Khalili reiterates importance of ensuring a ‘just peace’ in Afghanistan

Appearing in a press conference in Kabul, Mohammad Karim Khalili, leader of Hezbe Wahdat-e-Islami Afghanistan, reiterated that the people of Afghanistan demand a just, dignified, and sustainable peace in the country. A dictating and imported peace will never work, he warned, adding that all stakeholders must be involved in the peace process.

Pointing out to the recently intensified attacks against Hazaras, Khalili denoted that the people who voice for a dignified peace are subjected to “genocide” and ethnic cleansing.

He underlined that the massacre of the Hazaras for their ethnic identity manifests a “genocide” threat against them and the government must do its responsibility to protect them. Khalili urged the United Nations, the UN Security Council, Afghanistan international partner countries, and the Afghan government to probe manifestation of “genocide” in attacks carried out against Hazaras.
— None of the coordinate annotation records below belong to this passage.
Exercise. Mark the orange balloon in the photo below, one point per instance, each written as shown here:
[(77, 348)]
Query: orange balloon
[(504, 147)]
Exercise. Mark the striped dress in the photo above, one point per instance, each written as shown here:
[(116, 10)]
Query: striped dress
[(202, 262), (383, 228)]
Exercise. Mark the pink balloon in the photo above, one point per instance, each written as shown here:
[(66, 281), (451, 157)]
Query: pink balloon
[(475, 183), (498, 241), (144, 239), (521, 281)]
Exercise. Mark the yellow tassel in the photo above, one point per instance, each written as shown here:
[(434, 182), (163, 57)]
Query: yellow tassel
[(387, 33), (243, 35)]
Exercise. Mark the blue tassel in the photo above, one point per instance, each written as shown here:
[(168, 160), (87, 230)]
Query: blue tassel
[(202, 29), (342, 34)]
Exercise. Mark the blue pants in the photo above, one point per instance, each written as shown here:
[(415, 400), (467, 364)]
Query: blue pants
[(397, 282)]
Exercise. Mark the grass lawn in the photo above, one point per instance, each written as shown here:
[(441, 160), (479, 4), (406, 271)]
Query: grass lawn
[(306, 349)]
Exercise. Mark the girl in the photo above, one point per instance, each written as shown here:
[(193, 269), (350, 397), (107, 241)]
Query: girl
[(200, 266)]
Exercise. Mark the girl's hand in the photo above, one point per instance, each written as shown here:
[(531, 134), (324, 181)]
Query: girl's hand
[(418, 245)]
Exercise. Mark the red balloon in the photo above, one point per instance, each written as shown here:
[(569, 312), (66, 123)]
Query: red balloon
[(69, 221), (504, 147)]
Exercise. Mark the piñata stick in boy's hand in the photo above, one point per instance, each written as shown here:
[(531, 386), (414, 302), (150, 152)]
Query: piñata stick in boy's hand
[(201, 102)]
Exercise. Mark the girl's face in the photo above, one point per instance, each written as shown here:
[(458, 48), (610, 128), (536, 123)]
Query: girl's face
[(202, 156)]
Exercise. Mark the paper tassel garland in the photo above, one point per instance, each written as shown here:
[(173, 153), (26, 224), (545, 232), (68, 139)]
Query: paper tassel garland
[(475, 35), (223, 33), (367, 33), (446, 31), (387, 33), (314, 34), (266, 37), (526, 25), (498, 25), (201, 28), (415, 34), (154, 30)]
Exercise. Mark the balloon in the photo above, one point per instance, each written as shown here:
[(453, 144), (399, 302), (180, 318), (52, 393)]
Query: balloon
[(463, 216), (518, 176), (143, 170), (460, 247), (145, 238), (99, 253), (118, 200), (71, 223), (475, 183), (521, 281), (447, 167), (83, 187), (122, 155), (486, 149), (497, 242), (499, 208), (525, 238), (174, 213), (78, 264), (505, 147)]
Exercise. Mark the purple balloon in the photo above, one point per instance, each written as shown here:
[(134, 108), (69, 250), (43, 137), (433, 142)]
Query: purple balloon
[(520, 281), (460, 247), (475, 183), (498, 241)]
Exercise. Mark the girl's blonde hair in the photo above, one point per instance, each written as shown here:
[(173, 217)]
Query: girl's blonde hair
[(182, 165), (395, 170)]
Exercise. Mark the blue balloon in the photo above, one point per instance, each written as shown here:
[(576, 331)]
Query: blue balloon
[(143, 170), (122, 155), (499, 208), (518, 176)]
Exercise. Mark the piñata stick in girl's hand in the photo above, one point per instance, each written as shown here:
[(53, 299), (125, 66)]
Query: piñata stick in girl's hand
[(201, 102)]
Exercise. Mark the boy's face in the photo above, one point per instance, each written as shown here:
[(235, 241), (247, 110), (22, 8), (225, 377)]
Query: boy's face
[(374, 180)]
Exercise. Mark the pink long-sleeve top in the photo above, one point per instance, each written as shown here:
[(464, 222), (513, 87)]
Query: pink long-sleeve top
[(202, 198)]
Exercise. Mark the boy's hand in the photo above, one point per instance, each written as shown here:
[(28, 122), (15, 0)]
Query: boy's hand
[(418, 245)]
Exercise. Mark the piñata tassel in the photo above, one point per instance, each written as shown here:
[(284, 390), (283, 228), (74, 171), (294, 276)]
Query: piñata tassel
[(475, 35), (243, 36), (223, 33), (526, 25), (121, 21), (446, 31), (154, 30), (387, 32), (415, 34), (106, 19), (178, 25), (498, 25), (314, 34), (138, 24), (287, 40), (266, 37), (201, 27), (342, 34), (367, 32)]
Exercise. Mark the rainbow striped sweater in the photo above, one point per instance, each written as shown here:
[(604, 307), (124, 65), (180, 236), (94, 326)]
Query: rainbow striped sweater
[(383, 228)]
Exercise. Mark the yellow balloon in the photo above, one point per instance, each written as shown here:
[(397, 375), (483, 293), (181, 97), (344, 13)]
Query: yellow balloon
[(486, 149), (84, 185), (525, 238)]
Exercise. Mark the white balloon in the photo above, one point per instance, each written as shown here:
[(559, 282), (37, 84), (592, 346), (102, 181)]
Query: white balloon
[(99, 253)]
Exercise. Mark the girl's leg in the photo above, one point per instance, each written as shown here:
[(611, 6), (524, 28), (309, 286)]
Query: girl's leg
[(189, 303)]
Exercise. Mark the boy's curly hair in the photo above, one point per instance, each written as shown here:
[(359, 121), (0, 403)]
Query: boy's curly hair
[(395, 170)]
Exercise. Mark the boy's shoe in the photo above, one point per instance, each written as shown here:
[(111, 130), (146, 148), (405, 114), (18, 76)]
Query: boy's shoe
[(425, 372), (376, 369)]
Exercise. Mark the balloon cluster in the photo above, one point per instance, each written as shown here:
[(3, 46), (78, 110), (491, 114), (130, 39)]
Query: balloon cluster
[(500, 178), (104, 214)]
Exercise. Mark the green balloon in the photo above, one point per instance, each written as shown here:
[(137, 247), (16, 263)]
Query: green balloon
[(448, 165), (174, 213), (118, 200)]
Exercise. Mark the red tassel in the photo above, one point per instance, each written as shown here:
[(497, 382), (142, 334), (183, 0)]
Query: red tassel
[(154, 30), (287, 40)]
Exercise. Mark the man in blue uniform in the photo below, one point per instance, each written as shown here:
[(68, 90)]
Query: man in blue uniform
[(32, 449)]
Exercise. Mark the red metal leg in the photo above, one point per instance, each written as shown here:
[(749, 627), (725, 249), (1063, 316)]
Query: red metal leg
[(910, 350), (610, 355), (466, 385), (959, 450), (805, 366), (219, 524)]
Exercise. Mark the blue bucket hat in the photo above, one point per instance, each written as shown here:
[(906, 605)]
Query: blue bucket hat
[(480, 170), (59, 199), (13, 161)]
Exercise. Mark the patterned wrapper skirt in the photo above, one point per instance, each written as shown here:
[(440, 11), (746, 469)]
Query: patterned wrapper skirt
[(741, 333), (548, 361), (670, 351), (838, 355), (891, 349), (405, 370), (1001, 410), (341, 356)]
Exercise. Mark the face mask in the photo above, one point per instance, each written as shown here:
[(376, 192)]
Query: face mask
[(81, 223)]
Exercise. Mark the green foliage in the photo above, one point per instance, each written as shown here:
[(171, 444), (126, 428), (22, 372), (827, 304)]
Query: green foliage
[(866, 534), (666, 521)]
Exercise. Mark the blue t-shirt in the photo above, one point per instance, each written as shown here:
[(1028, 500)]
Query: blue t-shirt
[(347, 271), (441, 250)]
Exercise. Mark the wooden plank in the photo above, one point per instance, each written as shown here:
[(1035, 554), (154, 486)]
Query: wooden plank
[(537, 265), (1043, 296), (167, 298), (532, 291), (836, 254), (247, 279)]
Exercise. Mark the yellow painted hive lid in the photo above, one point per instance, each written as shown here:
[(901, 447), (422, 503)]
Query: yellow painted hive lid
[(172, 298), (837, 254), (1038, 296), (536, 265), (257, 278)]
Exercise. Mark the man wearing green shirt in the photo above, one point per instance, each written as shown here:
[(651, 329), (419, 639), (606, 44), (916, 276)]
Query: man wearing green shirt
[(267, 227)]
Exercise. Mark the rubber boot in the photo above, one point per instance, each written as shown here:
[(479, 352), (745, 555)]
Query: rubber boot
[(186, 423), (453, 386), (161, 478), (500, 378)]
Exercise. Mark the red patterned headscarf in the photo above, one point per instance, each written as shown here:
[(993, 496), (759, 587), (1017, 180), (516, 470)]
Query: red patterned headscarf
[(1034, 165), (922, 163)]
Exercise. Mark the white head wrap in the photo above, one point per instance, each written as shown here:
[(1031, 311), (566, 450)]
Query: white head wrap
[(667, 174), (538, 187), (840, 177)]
West of Kabul which is predominantly populated by the Hazaras has witnessed unprecedented hike in deadly bombings targeting civilian populations in public transport, schools, and other public spaces in recent months.

In the latest attack, at least seven civilians were killed and six others wounded as a result of two blasts targeted a car and a van type vehicle simultaneously in PD13 and PD6 of Kabul city on Sunday, June 12. The deadliest one was a school bombing which left 90 people, mostly Hazara school girl students aged 13 to 18, dead and 240 others wounded. The incident took place on May 08 in Barchi, a western neighborhood of Kabul city.

The recent targeted violence against Hazaras sparked broad national and international reactions.

Second Voice President Sarwar Danish has described such targeted attacks against Hazaras, particularly the school bombing, as a clear manifestation of “genocide.”

Afghanistan Independent Human Rights Commission (AIHRC) has called on the UN to launch a probe into the school bombing and similar massacres committed in Afghanistan.

To advocate for the Hazaras and ask for national and international recognition of a “genocide” threat against the ethnic group, a large number of Afghan social media users and as well as nationals of other countries joined the hashtag campaign #StopHazaraGenocide on Saturday, June 05.

Touching on the peace process, Khalili described the ongoing process as “vital” for the country while criticizing that the peace process is much slower than the spread of war in Afghanistan. He expressed optimism that it is a good opportunity for Afghanistan as the world and region also share the demand of the Afghan people for peace.

According to him, the key to succeed the peace process is rooting out conflicts and finding harmony. He warned that any peace made upon political agreement between a specific circle will not resolve Afghanistan’s issue. “All the people of Afghanistan must have a clear place in peace. If the peace is deviated through deals, it will not solve Afghanistan’s issue.”

Addressing the Taliban, he warned that the solution for Afghanistan issue is neither war, nor force, and nor continuation of monopolizing the power. “Whoever is willing to ensure peace in Afghanistan must not resort to monopolization and attempts to marginalize others,” Khalili asserted.

Afghanistan, its people, and the world have undergone through changes over past 40 years, as he put it, and cannot surrender to bullying.

He proposed for the Afghan government and the Taliban to join the people and influential political parties in order to ensure justice, harmony, and democracy in Afghanistan. Otherwise, he warned that every group can create barriers and harm security in any corner of the country.

This comes as the Afghan peace process is bogged down in Doha, capital of Qatar, while the Taliban have concentrated mainly on making territorial progresses against Afghan forces in battlefields since May 01, beginning of the foreign troop withdrawal.

As many as 15 districts have fallen to the Taliban since May 01. The government, however, denies saying that the districts’ centers were either left in a “tactical retreat” or moved to another places.